Ее рука шевельнулась в моей. Она отодвинулась. Но потом опять приблизилась, взяла мою руку и подняла к своей груди. Я ощутил мягкую округлость и чуть слышное биение сердца.
— И еще многое, кроме того, что ты перечислил. Еще многое, очень многое. — Она сказала все это почти однотонно, почти беззвучно. И прибавила: — И это мы не должны забывать.
— Ты права.
— Такие люди, как ты, легко это забывают.
— Возможно.
— Мы забываем оттого, что живем в вечных муках и страхе, и к тому же нам так часто приходится соблюдать осторожность.
— Мы ни на минуту не должны забывать об осторожности.
— Нет! Я так не могу. Я не могу жить вашей холодной рассудочной жизнью, вечно в страхе, вечно настороже. Я хочу жить, жить по-человечески, понимаешь? — Она отодвинула мою руку, нагнулась ко мне, всматриваясь в мое лицо.
— Говори тише, Ева.
— Говори тише! Хватит с меня этого, иногда я чувствую, что мне опостылело говорить тихо, быть осторожной, расчетливой, жить в страхе. Опостылело!
— Ева, слушай, большинство людей несчастны потому, что слишком многого ждут от жизни. Бывают невезучие поколения. Наша жизнь до конца пройдет под знаком войны. Безумие вместо разума. Мы хотим это изменить. Верно?

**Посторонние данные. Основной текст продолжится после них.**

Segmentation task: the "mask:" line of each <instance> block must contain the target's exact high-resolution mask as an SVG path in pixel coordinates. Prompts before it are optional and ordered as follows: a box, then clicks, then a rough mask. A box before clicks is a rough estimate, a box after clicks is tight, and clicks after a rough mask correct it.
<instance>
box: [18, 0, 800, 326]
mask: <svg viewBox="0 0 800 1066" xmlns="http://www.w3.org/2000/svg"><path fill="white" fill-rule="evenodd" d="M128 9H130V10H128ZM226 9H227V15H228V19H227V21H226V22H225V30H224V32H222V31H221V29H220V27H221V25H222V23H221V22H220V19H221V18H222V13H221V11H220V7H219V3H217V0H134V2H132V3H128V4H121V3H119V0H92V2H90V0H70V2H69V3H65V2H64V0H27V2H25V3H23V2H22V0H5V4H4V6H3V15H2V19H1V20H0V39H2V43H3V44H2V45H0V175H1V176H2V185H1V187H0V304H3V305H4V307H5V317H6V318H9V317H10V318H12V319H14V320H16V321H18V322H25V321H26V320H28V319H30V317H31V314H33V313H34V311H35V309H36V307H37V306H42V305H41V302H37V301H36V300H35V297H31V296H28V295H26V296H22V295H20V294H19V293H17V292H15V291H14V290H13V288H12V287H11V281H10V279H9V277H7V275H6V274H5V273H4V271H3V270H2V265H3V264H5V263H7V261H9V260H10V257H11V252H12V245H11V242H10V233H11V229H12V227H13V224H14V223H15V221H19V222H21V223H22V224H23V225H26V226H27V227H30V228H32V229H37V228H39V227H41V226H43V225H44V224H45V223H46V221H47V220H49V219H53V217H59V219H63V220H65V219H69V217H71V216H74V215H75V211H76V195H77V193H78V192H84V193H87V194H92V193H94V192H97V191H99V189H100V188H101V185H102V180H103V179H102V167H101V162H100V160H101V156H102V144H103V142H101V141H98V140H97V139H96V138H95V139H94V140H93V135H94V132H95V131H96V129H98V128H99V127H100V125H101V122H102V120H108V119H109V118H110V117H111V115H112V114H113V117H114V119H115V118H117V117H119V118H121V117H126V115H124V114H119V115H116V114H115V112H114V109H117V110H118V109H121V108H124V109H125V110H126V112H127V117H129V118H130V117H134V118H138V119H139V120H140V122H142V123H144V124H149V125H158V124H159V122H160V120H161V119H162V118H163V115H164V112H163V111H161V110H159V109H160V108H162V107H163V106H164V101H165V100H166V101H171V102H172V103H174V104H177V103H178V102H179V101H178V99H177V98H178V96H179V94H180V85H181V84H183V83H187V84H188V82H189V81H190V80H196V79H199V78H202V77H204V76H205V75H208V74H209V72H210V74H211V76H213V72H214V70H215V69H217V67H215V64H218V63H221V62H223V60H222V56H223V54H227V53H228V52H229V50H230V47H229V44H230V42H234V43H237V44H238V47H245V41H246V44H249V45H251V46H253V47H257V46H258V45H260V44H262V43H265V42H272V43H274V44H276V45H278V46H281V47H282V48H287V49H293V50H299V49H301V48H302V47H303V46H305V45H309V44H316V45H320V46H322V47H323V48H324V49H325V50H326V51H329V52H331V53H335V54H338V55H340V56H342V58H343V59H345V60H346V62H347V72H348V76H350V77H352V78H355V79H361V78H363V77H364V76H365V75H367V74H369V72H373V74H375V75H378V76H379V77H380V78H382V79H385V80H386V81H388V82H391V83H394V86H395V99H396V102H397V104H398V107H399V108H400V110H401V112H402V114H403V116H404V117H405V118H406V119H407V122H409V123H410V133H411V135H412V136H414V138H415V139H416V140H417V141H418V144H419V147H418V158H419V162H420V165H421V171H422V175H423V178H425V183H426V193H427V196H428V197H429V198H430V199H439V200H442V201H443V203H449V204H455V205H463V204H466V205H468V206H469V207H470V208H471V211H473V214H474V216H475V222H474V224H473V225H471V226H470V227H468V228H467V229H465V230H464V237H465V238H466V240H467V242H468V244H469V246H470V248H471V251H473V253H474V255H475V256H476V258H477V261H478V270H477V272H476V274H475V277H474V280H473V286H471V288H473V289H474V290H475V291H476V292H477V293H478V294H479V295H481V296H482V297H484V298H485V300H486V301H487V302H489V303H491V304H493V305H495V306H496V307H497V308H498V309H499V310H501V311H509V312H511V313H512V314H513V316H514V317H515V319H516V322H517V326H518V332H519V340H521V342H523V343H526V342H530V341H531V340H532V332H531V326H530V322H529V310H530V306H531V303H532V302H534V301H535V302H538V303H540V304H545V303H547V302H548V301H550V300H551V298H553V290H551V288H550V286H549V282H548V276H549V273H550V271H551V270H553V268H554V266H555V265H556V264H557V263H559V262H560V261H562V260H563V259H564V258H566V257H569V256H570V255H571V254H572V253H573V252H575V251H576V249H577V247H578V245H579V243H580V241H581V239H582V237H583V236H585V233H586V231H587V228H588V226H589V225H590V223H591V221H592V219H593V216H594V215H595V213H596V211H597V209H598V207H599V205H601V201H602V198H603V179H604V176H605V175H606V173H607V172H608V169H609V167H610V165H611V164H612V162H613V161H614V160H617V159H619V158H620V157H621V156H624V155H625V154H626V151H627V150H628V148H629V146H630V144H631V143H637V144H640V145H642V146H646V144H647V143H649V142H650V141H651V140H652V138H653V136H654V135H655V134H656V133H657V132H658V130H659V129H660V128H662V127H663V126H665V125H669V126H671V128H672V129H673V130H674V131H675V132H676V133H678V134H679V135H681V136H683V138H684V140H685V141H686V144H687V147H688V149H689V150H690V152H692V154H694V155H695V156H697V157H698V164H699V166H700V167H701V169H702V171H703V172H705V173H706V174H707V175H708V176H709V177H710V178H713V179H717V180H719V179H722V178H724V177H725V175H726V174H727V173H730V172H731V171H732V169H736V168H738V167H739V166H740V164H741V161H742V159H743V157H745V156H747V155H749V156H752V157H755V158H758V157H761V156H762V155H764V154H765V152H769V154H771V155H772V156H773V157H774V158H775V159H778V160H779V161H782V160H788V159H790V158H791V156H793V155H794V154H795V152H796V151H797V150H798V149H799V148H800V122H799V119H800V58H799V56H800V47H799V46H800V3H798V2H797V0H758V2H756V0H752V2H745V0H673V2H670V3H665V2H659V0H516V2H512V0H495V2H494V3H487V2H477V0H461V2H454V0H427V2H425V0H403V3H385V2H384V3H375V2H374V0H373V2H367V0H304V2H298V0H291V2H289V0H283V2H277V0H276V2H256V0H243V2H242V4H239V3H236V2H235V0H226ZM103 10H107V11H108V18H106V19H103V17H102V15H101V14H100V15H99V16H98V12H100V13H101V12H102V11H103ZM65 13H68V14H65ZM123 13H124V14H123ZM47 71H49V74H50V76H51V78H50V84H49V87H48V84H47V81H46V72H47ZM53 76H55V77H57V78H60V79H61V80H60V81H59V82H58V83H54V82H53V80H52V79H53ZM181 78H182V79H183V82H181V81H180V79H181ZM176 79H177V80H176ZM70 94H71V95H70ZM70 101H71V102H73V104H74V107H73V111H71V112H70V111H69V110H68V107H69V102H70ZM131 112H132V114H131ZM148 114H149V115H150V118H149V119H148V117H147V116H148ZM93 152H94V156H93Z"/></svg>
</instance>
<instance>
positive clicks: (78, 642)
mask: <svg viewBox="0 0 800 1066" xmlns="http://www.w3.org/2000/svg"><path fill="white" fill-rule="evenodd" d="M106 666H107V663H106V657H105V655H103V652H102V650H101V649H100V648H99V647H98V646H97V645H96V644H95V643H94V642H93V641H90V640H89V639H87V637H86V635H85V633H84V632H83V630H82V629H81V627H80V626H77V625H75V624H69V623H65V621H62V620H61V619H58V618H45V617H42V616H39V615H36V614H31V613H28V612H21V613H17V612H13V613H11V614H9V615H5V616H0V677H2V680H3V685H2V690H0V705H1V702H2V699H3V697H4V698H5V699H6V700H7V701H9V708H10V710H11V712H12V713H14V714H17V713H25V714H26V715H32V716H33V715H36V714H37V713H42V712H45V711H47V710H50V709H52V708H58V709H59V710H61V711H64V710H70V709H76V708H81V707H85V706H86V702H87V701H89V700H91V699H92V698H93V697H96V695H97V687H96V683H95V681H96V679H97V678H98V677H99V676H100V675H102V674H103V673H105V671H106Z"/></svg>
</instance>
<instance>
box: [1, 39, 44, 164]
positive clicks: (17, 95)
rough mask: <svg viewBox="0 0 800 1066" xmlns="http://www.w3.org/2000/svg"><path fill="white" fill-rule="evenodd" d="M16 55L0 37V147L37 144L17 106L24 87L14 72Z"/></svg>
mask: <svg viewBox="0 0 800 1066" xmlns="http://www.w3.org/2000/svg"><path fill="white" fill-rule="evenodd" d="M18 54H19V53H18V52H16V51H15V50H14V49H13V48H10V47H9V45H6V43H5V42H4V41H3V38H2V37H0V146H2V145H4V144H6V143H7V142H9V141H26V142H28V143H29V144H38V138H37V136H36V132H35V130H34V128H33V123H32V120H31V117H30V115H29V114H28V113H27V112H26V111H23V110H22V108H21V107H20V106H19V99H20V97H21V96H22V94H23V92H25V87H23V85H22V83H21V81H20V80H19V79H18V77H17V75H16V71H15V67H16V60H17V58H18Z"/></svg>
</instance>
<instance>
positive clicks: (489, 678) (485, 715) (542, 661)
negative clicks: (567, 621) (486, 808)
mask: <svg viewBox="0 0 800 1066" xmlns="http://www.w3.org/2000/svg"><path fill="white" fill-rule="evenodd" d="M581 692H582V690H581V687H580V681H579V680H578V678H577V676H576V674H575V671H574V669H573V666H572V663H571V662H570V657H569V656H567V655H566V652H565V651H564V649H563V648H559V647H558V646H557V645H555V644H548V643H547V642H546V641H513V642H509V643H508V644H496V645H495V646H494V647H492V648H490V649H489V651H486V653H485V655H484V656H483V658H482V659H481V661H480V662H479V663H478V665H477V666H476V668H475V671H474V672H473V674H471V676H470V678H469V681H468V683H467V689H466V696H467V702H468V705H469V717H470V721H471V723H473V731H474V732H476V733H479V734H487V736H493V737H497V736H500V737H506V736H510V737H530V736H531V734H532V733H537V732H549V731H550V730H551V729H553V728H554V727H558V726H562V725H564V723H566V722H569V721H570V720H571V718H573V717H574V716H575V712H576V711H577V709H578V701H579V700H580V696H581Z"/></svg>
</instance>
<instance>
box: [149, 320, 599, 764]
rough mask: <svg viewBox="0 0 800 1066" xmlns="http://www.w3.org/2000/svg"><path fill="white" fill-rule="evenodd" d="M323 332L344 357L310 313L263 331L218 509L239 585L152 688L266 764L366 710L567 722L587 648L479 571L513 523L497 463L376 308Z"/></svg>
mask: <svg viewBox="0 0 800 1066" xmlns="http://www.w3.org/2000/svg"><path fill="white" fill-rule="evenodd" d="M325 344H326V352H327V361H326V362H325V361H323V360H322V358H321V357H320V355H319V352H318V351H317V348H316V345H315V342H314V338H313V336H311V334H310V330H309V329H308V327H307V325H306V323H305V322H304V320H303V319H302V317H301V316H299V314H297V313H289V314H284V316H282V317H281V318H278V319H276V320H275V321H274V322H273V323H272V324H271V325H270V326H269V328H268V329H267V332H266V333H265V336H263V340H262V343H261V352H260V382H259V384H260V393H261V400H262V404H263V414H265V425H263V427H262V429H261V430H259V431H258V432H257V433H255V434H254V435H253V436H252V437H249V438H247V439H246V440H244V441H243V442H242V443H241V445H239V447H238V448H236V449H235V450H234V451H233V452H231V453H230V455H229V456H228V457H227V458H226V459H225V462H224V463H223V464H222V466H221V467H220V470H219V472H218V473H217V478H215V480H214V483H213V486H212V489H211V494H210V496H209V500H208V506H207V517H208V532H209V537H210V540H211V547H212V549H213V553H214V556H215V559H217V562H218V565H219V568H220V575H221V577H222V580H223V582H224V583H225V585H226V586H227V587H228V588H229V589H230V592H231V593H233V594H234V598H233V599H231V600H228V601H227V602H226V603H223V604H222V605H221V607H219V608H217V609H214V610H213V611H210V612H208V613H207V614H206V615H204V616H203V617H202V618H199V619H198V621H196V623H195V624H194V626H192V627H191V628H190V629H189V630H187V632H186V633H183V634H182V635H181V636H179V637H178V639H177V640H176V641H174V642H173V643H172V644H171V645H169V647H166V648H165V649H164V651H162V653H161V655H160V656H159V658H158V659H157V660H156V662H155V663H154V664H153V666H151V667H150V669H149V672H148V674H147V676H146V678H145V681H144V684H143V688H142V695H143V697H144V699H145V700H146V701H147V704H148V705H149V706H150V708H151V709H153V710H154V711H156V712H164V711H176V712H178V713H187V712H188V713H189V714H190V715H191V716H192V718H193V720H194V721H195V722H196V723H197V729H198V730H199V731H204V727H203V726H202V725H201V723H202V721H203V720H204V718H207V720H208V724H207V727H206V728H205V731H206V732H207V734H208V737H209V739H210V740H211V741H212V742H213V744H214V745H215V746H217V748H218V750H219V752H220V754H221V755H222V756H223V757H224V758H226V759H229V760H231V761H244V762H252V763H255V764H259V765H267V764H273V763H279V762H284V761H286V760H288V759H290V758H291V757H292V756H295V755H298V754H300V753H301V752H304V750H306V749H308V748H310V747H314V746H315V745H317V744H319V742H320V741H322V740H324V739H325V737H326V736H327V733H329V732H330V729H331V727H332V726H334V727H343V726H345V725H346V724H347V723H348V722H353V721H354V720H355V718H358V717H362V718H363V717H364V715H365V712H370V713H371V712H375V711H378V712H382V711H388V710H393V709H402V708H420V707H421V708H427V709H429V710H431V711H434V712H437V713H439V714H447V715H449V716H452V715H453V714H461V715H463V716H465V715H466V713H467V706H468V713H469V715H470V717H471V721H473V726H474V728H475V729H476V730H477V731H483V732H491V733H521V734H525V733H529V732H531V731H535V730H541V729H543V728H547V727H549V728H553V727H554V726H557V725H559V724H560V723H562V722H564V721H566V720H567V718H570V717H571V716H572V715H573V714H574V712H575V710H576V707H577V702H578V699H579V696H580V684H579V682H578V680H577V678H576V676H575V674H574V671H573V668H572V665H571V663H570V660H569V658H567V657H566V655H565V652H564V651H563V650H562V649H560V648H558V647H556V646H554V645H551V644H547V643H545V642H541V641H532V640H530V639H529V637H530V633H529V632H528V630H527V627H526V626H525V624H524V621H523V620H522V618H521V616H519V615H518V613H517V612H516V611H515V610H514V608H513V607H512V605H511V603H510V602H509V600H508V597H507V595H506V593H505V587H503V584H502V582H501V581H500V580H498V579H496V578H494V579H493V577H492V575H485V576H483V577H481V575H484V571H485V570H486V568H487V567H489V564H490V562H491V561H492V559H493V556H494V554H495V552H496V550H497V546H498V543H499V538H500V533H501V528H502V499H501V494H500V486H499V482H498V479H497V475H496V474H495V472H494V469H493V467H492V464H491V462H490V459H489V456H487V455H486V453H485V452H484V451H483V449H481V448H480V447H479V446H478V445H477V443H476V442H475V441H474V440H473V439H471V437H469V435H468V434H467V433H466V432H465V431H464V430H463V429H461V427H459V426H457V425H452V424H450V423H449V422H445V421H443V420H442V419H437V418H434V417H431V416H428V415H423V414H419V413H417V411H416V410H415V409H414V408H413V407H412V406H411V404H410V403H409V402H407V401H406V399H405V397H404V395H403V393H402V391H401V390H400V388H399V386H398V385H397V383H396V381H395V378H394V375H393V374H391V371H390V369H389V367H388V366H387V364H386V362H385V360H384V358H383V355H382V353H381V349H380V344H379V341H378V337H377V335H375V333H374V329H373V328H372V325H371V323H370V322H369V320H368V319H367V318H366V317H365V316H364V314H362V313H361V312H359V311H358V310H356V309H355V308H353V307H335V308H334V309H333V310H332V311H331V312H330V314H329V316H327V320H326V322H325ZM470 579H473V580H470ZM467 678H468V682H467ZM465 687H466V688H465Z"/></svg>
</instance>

— Неужели ты меня не понимаешь? — ее маленькое личико белело около меня. Она напряженно всматривалась в мое лицо.
— Ева…
— Неужели ты не хочешь меня понять?
— Я тебя понимаю, ну конечно же, понимаю, но…
— Ах, оставь свои дурацкие нравоучения. Я все это сама знаю. Но то, о чем я говорю… это больше, это касается нас, тебя и меня. Но на это ты не реагируешь. Ты жесток, Дан.
Тут мы услышали отбой. Это освобождало нас. Немного спустя в дверях ложи появился Мюке. В руке у него был карманный фонарик. Мюке ухмылялся во весь рот.
— Ну, как провели время, хорошо?
— Ты бы нам позавидовал, чертенок, — ответил я.
— Еще бы, — невозмутимо заметил он и повел нас по каким-то коридорам и лестницам.
Мы ушли из театра через служебный вход.
— Приходи сюда завтра днем, в три часа, после репетиции, — шепнул мне Мюке, когда мы стояли на освещенной луной улице. — Я отдам тебе портфель.
— Хорошо. Спасибо.
Ева уже прошла немного вперед. Фонари светили синим светом, и асфальт поблескивал там, где не был поврежден сотнями осколков.
Мы молча шли по улицам.
Потом я сказал:
— Я, конечно, понимаю тебя, Ева.
— Пожалуйста, оставайся при всех своих добродетелях!
— Так, значит, завтра в кафе «Ринг», — сказал я. — В половине четвертого я принесу портфель.
— Ладно, — угрюмо отозвалась она. — И мы, как и полагается, будем соблюдать осторожность.
Я посмотрел ей в лицо. Лицо у нее было замкнутое и холодное.
— Да, — сказал я, повернулся и ушел.